Mozarts Requiem spreekt al meer dan twee eeuwen tot ieders verbeelding. Allereerst is er de gemaskerde boodschapper die het werk bij hem kwam bestellen, maar daarnaast is er ook het feit dat Mozart het niet heeft afgewerkt. Zijn leerling Franz Xaver Süßmayr heeft die taak op zich genomen en het is ook aan hem dat Mozart de muziek dicteerde toen hij zelf niet meer kon schrijven. In de vervollediging van Süßmayr wordt het werk bijna steeds uitgevoerd.

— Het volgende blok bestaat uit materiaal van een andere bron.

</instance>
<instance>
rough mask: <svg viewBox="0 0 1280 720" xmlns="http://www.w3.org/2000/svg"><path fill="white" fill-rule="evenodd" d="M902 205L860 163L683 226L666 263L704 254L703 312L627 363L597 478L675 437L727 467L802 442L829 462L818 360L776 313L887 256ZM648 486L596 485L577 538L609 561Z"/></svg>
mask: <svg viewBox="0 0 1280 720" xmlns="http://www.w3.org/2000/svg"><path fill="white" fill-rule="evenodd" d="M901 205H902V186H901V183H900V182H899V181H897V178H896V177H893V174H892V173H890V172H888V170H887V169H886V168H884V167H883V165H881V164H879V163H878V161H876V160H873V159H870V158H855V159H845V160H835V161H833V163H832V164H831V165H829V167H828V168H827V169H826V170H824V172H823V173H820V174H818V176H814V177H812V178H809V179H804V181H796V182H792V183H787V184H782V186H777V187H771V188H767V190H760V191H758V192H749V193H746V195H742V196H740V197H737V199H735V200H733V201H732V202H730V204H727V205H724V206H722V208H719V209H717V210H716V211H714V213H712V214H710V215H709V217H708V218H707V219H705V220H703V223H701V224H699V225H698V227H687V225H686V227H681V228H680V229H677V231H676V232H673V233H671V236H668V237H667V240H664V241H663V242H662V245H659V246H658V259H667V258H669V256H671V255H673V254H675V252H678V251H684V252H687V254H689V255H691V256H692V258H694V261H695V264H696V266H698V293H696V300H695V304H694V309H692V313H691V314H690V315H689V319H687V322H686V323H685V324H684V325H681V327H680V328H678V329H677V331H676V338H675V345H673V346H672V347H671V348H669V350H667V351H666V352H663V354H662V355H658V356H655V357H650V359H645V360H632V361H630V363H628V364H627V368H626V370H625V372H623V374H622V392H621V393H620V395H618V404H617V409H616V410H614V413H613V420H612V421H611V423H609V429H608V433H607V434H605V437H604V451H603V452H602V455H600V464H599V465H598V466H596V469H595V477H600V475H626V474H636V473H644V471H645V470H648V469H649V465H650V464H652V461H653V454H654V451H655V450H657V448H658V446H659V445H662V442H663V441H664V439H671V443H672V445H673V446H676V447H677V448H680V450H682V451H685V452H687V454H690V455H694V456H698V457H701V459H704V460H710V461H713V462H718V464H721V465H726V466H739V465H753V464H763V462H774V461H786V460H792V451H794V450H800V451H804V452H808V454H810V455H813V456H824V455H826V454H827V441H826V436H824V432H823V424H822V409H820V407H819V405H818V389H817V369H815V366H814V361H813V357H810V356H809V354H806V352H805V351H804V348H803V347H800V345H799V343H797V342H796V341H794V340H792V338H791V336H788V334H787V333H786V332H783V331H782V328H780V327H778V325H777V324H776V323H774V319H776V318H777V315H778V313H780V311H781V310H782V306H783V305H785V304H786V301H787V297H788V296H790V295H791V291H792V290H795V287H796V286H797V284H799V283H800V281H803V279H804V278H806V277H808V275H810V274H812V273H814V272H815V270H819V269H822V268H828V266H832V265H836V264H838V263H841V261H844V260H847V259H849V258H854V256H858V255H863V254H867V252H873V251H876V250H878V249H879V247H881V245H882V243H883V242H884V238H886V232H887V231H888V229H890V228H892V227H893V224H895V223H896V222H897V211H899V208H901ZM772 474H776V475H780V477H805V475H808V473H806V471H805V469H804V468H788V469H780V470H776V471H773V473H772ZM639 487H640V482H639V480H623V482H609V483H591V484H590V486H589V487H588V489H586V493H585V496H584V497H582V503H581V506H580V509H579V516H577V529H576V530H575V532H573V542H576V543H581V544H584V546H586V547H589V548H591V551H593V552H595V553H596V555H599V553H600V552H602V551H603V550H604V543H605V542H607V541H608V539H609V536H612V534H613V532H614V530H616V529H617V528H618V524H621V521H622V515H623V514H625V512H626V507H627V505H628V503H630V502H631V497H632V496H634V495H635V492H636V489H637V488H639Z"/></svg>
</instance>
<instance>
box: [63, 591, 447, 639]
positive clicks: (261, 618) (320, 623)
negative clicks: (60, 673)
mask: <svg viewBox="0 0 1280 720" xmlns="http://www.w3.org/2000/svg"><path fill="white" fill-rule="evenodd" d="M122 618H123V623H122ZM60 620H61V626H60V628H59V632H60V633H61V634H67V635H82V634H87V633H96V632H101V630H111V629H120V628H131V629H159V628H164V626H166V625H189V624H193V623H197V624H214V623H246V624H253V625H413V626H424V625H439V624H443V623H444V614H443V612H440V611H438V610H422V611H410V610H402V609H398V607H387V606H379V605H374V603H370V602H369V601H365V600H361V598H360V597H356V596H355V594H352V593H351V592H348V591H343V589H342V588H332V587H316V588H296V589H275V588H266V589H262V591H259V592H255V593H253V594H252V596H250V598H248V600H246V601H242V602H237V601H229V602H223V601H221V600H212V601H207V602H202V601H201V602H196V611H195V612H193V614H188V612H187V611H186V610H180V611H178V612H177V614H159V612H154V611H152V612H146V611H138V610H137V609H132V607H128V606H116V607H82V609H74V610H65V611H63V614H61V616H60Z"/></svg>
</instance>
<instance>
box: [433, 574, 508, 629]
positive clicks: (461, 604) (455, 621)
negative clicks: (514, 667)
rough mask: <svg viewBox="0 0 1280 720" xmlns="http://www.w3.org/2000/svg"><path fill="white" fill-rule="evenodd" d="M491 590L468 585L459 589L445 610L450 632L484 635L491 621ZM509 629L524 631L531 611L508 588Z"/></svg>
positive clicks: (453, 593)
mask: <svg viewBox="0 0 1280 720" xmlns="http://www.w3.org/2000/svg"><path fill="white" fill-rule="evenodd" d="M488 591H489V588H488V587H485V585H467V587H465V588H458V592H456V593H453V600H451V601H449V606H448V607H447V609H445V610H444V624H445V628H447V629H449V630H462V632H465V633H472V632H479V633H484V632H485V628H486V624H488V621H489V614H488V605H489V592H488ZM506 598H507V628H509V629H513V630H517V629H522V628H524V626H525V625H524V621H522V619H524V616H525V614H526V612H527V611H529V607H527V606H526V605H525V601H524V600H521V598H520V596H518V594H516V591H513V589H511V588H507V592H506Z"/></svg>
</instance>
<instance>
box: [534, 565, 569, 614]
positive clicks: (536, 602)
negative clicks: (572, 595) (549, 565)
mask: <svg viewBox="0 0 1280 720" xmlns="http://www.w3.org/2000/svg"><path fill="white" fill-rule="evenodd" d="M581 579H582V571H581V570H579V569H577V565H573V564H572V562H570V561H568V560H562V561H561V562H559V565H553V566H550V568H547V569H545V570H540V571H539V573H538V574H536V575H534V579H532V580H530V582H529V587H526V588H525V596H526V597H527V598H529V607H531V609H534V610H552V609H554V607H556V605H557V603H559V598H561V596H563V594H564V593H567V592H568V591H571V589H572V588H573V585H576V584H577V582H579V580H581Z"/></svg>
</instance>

De uitvoering die de Münchner Philharmoniker en Sergiu Celibidache er van brachten in 1995 is nu door EMI uitgebracht in hun aan Celibidache gewijde cd-box. Wie het werk kent, zal bij een eerste beluistering van deze opname misschien moeten wennen aan enkele tempi. Toch vloeit alles ontzettend logisch in elkaar over: de spanning blijft steeds behouden en de natuurlijke stroming onderbreekt nooit. Dit wordt allemaal duidelijk vanaf de eerste noten. Boven een constant ritme in bas en strijkers ontwikkelen twee fagotten en twee bassethoorns een kluwen van vier erg expressieve melodieën die voor een bijna onhoudbare spanning zorgen. Celibidache speelt die spanning opvallend sterk uit, maar blijft ervoor zorgen dat het prachtig spelende orkest steeds transparant klinkt. Transparantie en directheid van klank zijn ook de sterke punten van het koor. In Mozarts schrijven voor koor zijn de sporen van barok volop te vinden: erg uitgewerkt contrapunt naast enkele fuga's. Zo is bij voorbeeld het 'Kyrie' een complexe dubbelfuga, die Süßmayr op het einde van het werk herbruikt voor het 'Cum Sanctis Tuis'. Op andere plaatsen moet het koor dan weer als één blok naar voor treden, zoals bij voorbeeld in het onheilspellende 'Dies Irae' of in het 'Rex Tremendae', waar de opeenvolgende uitroepen van 'Rex' een zelden gehoorde dynamische nuance meekrijgen. Het meest ontroerende moment in zijn omgang met het koor houdt Celibidache voor het 'Confutatis', waar het contrast tussen de rauwe mannenstemmen en het bijna etherische vrouwenkoor nog meer dan anders voor kippenvel zorgt. Naast een schitterend koor en orkest beschikt deze opname ook over vier solisten die perfect samenkleuren maar ook in hun solo-momenten prachtig uit de verf komen. Vooral bas Matthias Hölle is indrukwekkend in zijn 'Tuba Mirum': een erg directe stem met een schijnbaar onbeperkte omvang en een rijkdom aan kleuren. Het grootste solistisch aandeel ligt in het 'Requiem' echter bij de sopraan, en Caroline Petrig beheerst haar partij perfect. Ook bij haar is het vooral het brede palet aan nuances dat opvalt, naast een loepzuivere intonatie.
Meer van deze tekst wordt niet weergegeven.